In the recent weeks I had to give a few introductory lectures on supervised machine learning within Jaak's data mining course. I also provided the students some home assignments, and there it was especially tricky to find a simple, fun and discussable exercise, which might help to form some intuition regarding the inherent difficulties of learning from data such as overfitting, multiple testing, and the like. The following is what I came up with and I find it a rather successful creation. It is remarkable that of the 80 students participating in the course only 4 or so came up with the correct answer 🙂
After the lecture on supervised machine learning at the University of Mordor, the teacher, Sauron, gave the students a dataset of the following form:
1) ABACDAFXYZ -> good 2) CEGXEAELWMN -> good 3) NUWAB -> bad ... 20) QRELAZMNPCXA -> good
The inputs were seemingly arbitrary strings of latin characters: these were the terrible spells known only to Sauron and chosen by Sauron at random from his Great Book of Terrible Spells. The output was a binary variable, classifying each spell as good or bad. There were 20 observations in total in the dataset.
The students were given a task: on the basis of this data, come up with a generic spell classifier. Sauron promised to test their result on the next lecture as follows: he will pick another random terrible spell from the book and require each student to make a prediction.
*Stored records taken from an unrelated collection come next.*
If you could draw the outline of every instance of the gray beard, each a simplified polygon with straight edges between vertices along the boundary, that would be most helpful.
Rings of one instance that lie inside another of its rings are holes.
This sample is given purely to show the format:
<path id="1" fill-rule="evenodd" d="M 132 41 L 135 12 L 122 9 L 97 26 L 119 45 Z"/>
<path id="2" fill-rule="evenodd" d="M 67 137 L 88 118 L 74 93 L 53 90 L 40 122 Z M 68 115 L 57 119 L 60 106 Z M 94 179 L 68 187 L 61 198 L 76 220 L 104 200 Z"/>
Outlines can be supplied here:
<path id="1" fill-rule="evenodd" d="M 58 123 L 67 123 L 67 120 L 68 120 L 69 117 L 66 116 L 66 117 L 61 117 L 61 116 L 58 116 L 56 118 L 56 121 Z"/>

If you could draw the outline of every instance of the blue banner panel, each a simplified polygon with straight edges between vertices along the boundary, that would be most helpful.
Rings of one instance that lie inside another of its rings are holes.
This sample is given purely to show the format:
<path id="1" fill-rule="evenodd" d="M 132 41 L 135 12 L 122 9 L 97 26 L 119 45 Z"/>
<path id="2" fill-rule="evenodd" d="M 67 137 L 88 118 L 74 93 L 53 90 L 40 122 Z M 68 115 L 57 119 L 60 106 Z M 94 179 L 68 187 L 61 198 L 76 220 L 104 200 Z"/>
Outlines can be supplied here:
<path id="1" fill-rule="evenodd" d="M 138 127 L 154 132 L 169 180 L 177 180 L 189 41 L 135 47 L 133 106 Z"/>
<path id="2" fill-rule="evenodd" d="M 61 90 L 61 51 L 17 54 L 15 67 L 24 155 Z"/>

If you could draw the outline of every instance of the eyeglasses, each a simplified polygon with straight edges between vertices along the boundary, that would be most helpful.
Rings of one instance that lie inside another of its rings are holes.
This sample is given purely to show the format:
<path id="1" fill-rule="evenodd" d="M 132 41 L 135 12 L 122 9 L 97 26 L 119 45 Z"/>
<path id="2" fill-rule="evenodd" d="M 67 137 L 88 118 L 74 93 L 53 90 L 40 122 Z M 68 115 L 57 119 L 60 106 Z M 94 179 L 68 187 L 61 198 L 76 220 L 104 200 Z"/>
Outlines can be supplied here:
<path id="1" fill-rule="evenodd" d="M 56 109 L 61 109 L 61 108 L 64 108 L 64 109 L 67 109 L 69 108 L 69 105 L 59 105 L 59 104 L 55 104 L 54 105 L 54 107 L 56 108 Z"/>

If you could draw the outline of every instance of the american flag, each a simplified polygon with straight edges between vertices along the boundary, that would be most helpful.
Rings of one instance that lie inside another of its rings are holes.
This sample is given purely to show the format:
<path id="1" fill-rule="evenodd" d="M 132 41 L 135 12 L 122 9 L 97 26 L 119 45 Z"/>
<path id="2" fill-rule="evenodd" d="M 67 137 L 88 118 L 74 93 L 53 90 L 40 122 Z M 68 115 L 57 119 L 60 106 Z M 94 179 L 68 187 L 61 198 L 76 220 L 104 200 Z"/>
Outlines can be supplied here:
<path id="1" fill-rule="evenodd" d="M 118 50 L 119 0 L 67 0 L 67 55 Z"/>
The student whose prediction is wrong will have to jump down from the tower as a punishment.
The first student, Aghargh, who happened to be slacking on the lecture, couldn't come up with any smart ways to solve the task, so he ended up just counting the proportion of "good" and "bad" spells in the dataset. Having observed that 16 of the 20 spells were "good", he decided to predict "good" when asked.
The second student, Bughrorc, chose a smarter way. Firstly, he converted each string into a vector of binary attributes — one attribute for each letter, having value "1" if that letter was present in the corresponding spell and "0" otherwise. He then split the data randomly into a training set (15 instances) and a test set (5 instances), and attempted training various classifiers using the MordorMiner software. After some experimenting he finally found five classifiers that could predict all of the training examples correctly. One of these also predicted all of the testing examples correctly. He decided to use this classifier on the forthcoming test.
On the day of testing, Sauron asked the students to classify the spell
YOZAZA. Aghargh, as he decided, provided the answer "good". Bughrorc's classifier analyzed the string and claimed that the answer should be "bad"
Which of the students, do you think, might have a better chance of not jumping from the tower? Why? Can you quantify your answer?